Her tour of South Africa, Nigeria and Kenya -- May's first to Africa since becoming premier in 2016 -- is seen as an effort to reinforce Britain's global ambitions after Brexit.
"By 2022, I want the UK to be the G7's number one investor in Africa, with Britain's private sector companies taking the lead," May told business leaders in Cape Town.
The G7 groups major industrialised nations but does not include China, which has become a big investor on the African continent.
"As prime minister of a trading nation whose success depends on global markets, I want to see strong African economies that British companies can do business with," she said.
"I want to create a new partnership between the UK and our friends in Africa built around shared prosperity and shared security."
May is facing pressure at home from so-called Remainers sceptical of her ability to forge trade deals once Britain severs ties with the EU, as well as from Brexiteers fearful she will not deliver a complete break.
On her journey to South Africa, May suggested to travelling British press that a no-deal Brexit would not be a disaster for Britain and played down warnings of serious consequences for the UK economy.
Former foreign minister Boris Johnson, whose July departure from the cabinet brought May's government to the brink, said in his resignation speech that May's current Brexit policy would hamper London's ability to strike independent trade deals.
But May said Britain was well-placed and had many companies ready to invest in Africa.
On Tuesday, she announced a new four-billion-pound ($5 billion/4.4 billion euro) Africa investment programme. There were no immediate details about the initiative.
May added that Britain would also host an African investment summit next year, and would open new diplomatic missions across the continent.
The prime minister had earlier attracted mixed reviews for her tentative dance steps as she was greeted by singing pupils during a visit to a Cape Town school.
May also presented President Cyril Ramaphosa with the bell from the troopship Mendi, which sank in the Channel in 1917 drowning more than 600 mainly South African troops who were set to join the Allied forces fighting in World War I.
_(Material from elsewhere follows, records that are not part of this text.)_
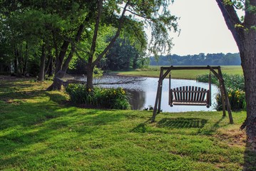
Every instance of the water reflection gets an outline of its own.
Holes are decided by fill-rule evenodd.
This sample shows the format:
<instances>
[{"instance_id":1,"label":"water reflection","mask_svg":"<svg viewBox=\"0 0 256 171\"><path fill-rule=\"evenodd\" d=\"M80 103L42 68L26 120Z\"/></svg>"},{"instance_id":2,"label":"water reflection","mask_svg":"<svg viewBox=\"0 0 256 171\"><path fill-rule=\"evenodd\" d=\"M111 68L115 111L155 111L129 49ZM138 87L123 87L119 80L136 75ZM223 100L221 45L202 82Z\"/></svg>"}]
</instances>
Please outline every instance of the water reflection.
<instances>
[{"instance_id":1,"label":"water reflection","mask_svg":"<svg viewBox=\"0 0 256 171\"><path fill-rule=\"evenodd\" d=\"M86 81L86 78L78 77L76 80ZM130 94L130 103L134 110L143 110L149 106L154 106L156 90L158 88L158 78L140 78L140 77L126 77L120 76L106 75L100 79L95 79L94 83L104 88L118 88L122 87L126 89ZM117 83L117 84L111 84ZM208 89L208 84L198 83L190 80L178 80L172 79L171 87L180 86L199 86ZM165 79L163 82L163 94L161 109L163 111L168 112L185 112L185 111L208 111L215 110L213 107L207 108L205 106L193 106L193 105L175 105L170 107L168 105L168 88L169 80ZM217 92L217 86L212 85L212 103L215 103L215 93Z\"/></svg>"}]
</instances>

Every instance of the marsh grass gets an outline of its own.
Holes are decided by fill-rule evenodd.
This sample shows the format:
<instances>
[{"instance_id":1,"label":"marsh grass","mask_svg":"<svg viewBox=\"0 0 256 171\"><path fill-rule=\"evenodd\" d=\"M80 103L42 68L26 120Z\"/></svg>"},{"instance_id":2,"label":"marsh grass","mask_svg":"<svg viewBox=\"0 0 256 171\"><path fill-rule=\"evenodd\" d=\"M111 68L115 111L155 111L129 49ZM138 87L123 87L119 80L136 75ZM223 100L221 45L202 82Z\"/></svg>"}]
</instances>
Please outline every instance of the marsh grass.
<instances>
[{"instance_id":1,"label":"marsh grass","mask_svg":"<svg viewBox=\"0 0 256 171\"><path fill-rule=\"evenodd\" d=\"M148 70L115 72L119 75L159 77L160 66L149 66ZM222 73L242 74L240 66L221 66ZM172 78L178 79L195 80L198 75L209 74L208 70L174 70L171 71Z\"/></svg>"},{"instance_id":2,"label":"marsh grass","mask_svg":"<svg viewBox=\"0 0 256 171\"><path fill-rule=\"evenodd\" d=\"M80 108L51 83L0 81L0 170L241 170L245 112Z\"/></svg>"}]
</instances>

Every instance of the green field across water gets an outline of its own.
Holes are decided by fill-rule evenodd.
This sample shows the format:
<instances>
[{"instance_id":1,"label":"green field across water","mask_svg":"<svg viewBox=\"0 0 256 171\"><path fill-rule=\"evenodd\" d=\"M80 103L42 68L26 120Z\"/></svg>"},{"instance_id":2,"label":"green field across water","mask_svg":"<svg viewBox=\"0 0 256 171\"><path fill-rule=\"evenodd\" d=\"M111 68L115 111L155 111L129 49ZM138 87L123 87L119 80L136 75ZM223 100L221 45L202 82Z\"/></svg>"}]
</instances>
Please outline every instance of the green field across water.
<instances>
[{"instance_id":1,"label":"green field across water","mask_svg":"<svg viewBox=\"0 0 256 171\"><path fill-rule=\"evenodd\" d=\"M145 77L159 77L160 66L149 66L147 69L140 69L132 71L118 71L115 72L118 75L145 76ZM222 73L227 74L242 74L242 69L240 66L221 66ZM209 73L208 70L176 70L172 71L172 78L178 79L195 80L198 75Z\"/></svg>"}]
</instances>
It was the worst maritime disaster in South Africa's history, and became a symbol of its Great War sacrifice.
The bell was given to a BBC reporter in 2017 following an anonymous tip.
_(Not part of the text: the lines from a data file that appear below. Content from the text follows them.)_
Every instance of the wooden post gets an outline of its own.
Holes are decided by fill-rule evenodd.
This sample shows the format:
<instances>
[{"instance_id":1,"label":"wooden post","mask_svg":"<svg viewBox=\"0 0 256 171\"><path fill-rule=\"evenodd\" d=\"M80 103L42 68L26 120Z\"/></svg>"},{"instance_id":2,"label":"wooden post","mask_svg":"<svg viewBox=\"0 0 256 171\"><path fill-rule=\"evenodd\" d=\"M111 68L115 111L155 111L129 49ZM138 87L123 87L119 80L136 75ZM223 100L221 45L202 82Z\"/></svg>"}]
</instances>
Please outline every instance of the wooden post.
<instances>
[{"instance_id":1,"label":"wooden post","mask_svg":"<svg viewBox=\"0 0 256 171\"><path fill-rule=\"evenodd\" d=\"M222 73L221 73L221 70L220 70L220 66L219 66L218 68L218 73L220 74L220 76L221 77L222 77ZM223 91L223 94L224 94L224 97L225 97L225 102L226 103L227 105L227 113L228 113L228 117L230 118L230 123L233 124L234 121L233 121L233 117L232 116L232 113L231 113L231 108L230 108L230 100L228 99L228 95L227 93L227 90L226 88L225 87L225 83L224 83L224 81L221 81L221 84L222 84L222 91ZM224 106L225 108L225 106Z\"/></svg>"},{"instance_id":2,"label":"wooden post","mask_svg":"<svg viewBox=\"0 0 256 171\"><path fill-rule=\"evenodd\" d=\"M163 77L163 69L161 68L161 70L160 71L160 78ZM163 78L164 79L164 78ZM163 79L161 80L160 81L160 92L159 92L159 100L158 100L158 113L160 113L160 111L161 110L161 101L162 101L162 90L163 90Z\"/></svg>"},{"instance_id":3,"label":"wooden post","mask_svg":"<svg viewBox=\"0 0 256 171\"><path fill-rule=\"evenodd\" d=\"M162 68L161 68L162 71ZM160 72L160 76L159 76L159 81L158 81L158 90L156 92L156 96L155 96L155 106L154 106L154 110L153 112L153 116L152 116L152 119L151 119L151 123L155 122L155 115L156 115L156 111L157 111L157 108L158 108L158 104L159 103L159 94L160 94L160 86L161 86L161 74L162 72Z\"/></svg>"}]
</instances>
Ramaphosa described the gift of the bell as "like returning their souls back to the land of their birth."
After talks with May, the president, who came to power this year, welcomed Britain's role in his efforts to secure $100 billion of foreign investment to revive South Africa's sluggish economy and soaring unemployment.
But he also added that he hoped Britain would soon conclude Brexit negotiations in a manner "that restores stability to economic and financial markets... as their exit also has an impact on our economy."
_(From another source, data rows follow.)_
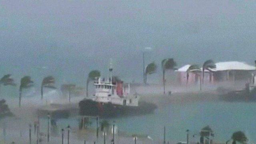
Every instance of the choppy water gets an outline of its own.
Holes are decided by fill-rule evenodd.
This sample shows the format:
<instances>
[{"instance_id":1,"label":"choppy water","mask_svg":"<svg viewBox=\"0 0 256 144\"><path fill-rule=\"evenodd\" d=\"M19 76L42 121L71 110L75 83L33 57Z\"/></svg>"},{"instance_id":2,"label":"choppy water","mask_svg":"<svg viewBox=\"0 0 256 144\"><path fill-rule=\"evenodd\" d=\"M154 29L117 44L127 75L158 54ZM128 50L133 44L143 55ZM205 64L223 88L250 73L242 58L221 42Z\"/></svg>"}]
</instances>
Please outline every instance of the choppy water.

May was expected to later visit Robben Island where former president Nelson Mandela was imprisoned for decades to commemorate the 100th anniversary of his birth.
May will head to Nigeria on Wednesday for meetings with President Muhammadu Buhari in the capital Abuja and with victims of modern slavery in Lagos.
On Thursday she will meet Kenyan President Uhuru Kenyatta, shortly after his return from seeing US President Donald Trump in Washington.
The prime minister will also see British troops in training action and tour a business school, before concluding the trip at a state dinner hosted by Kenyatta.
London and Brussels have yet to reach an agreement on the terms of Britain's exit from the EU in March.